Moran, Bugs

Moran, Bugs (1891-1957), was a Chicago, Illinois, gangster and bootlegger during the Prohibition Era. The Prohibition Era was a time during the early 1900’s in the United States when laws banning the manufacture, sale, or transportation of alcoholic beverages were in effect. Bootleggers were smugglers of alcohol. Moran’s gang was targeted in the St. Valentine’s Day massacre, which took place in Chicago on Feb. 14, 1929.

Moran’s birth name was Adelard Cunin. He was born in St. Paul, Minnesota, on Aug. 21, 1891. Cunin moved to Chicago’s North Side while in his teens. He joined an Irish street gang and adopted the name George Moran. He became known as “Bugs.” Moran was jailed several times for burglary and robbery. He competed with other criminal syndicate (gang) figures, including the notorious gangster Al Capone , who led a rival South Side Italian gang. Moran rose to power after his friend and mentor, North Siders mob boss Dion O’Banion, was killed in 1924. Moran was responsible for arranging the killings of several people, including Capone associates.

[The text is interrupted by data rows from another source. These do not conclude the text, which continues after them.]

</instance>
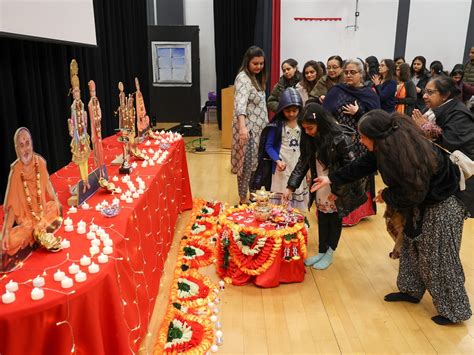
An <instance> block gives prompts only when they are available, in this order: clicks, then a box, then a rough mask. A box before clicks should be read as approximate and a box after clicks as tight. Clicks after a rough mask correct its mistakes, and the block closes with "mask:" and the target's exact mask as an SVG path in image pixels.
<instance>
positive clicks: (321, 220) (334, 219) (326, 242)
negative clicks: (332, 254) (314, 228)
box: [318, 211, 342, 253]
mask: <svg viewBox="0 0 474 355" xmlns="http://www.w3.org/2000/svg"><path fill="white" fill-rule="evenodd" d="M341 231H342V218H341V217H339V215H338V214H337V212H333V213H324V212H320V211H318V234H319V252H320V253H325V252H327V251H328V248H329V247H331V249H332V250H336V248H337V243H338V242H339V238H340V237H341Z"/></svg>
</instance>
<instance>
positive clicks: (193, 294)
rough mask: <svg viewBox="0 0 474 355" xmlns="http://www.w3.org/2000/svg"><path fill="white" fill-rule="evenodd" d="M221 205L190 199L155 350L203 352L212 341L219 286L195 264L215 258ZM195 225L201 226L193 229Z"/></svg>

Moran himself narrowly escaped death in the St. Valentine’s Day massacre. Many historians believe that he and members of his gang were lured to a North Side parking garage on Valentine’s Day in 1929. But Moran arrived a couple of minutes late. While en route to the Clark Street garage, he noticed what he thought were police officers in a detective’s police car. Assuming the police were there to make an arrest, Moran never entered the garage. The “officers” were actually hit men (appointed killers) dressed in police-style uniforms. The gunmen carried machine guns and at least one shotgun. While pretending to carry out a raid, they lined the victims up against a brick wall and shot all seven men—including several of Moran’s gangsters—to death. The murders were never solved. Although historians have generally pointed to Capone as the mastermind behind the massacre, that charge was never proved.

The end of Prohibition marked a downturn in Moran’s life. He was left almost indigent (poor) and returned to committing the relatively petty (minor) crimes of his youth. Moran received a 10-year prison sentence in Ohio for robbing a bank messenger in 1946. In 1956, he was arrested for bank robbery and imprisoned at Leavenworth Prison in Kansas. He died there of lung cancer on Feb. 25, 1957.